Recently, academic Padraig O’Malley gathered a number of pro-Union voices arguing for a change of the goal posts and supermajority in his book, Perils and Prospects of a United Ireland. And then there was Ian junior and his supermajority bill submitted to the Speaker of Parliament. Before that, writing in the Spectator former Tory MP and Times columnist Mathew Parris wrote a piece titled My Fears about an Irish Border Poll. He suggested many Tories, himself included, would be happy to see a United Ireland at some point and be rid of the “sour politics and rudeness of Ulster unionism”. Then came the sting in the tail. 51 per cent is not enough to win a border poll, he argued.
“I don’t think you can do this by bare majority…One half of the sectarian divide will ‘win’ and the other side will ‘lose’. Will Dublin be landed with an entire country in a state of civil war?
“You may accuse me of recommending surrender to the mere anticipation of loyalist violence. Yes I am.”
Using the threat of loyalist violence as their excuse Parris joins a long list of anti-democrats happy to jettison the principle of consent when it comes to Irish unity. The then Irish Labour Party leader Jack O’Connor raised concerns about a narrow result in favour of unity leading to violence hinting that a higher vote than 50 per cent plus one be required. The late Seamus Mallon writing his book A shared Home Place in 2019 was forthright in rejecting the democratic premise contained in the Good Friday Agreement that a simple majority for Irish unity sufficed.
“I have come increasingly to the view that the Good Friday of 50% plus one for unity will not give us the kind of agreed Ireland we seek. Put simply we have to find some more inclusive and generous way to quantify consent” he argued.
Previously, Taoiseach Leo Varadkar said he was not in favour of changing the North’s constitutional status on a 50 percent plus one basis. “I wouldn’t like us to get to the point whereby we are changing the constitutional position here in Northern Ireland on a 50% plus 1 basis,” he told BBC Spotlight.

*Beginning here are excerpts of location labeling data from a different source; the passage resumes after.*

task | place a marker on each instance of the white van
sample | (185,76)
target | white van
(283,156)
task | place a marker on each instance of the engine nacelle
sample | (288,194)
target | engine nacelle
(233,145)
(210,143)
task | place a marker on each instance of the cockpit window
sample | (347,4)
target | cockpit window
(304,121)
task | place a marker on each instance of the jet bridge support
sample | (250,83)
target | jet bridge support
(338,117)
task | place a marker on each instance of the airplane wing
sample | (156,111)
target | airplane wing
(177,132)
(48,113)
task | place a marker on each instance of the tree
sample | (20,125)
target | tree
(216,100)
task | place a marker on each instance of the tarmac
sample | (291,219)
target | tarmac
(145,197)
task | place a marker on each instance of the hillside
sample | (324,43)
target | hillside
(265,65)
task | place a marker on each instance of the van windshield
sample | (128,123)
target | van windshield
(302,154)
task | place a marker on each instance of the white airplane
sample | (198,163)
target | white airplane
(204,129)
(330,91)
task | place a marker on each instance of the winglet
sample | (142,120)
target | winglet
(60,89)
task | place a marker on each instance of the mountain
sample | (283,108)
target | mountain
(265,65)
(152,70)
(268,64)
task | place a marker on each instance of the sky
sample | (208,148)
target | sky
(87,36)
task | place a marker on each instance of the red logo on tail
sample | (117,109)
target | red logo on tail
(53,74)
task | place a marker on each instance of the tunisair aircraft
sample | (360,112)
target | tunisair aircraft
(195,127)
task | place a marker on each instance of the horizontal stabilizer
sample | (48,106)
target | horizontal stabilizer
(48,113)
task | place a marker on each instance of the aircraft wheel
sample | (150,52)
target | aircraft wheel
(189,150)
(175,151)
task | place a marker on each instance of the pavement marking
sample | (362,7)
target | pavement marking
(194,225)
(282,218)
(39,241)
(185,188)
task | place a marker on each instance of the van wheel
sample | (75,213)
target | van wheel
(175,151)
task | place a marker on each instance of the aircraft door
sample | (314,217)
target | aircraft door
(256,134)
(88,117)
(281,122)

Only a fierce backlash from northern Nationalists forced Varadkar to row back from his unwise attempt to renegotiate the principle of consent.
Arlene Foster’s pro-Union thinktank (which has all but disappeared) in one of its rare events hosted a speaker who argued violence was likely if a United Ireland happened. Last month the leader of the TUV made the same point. The Irish Sunday Independent in an editorial revealed apprehension about proceeding with Irish unity on the basis of 50 plus 1, warning about the danger of violence. The difference though is while scaremongering and attempts to rig the system in favour of unionism worked in the past it won’t work anymore. The United Ireland movement is too big, strong, vibrant and confident today. To paraphrase Christy – We are a river flowing.
In a sign of how much the unity debate has gathered momentum it was heartening to hear Leo Varadkar say that he hoped to see a United Ireland and expected to see it in his lifetime. When Steve Baker and Chris Heaton-Harris criticised his remarks as unhelpful it was brilliant to see Leo hit right back with gusto publicly declaring his aspiration and expectation of Reunification. A response that had United Irelanders everywhere punch the air with delight. Likewise, as much as the late Seamus Mallon`s comments about a simple majority criteria were disappointing and in previous years the SDLP dithered on the Unity question that’s not the case anymore. It was equally brilliant to witness the speed with which the leader of the SDLP was out of the blocks to put Steve Baker in his place making it absolutely clear there would be no changing of the goal posts regarding a border poll. As Colum put it, “If we only require a simple majority to stay in the UK, then a simple majority is what’s needed to leave.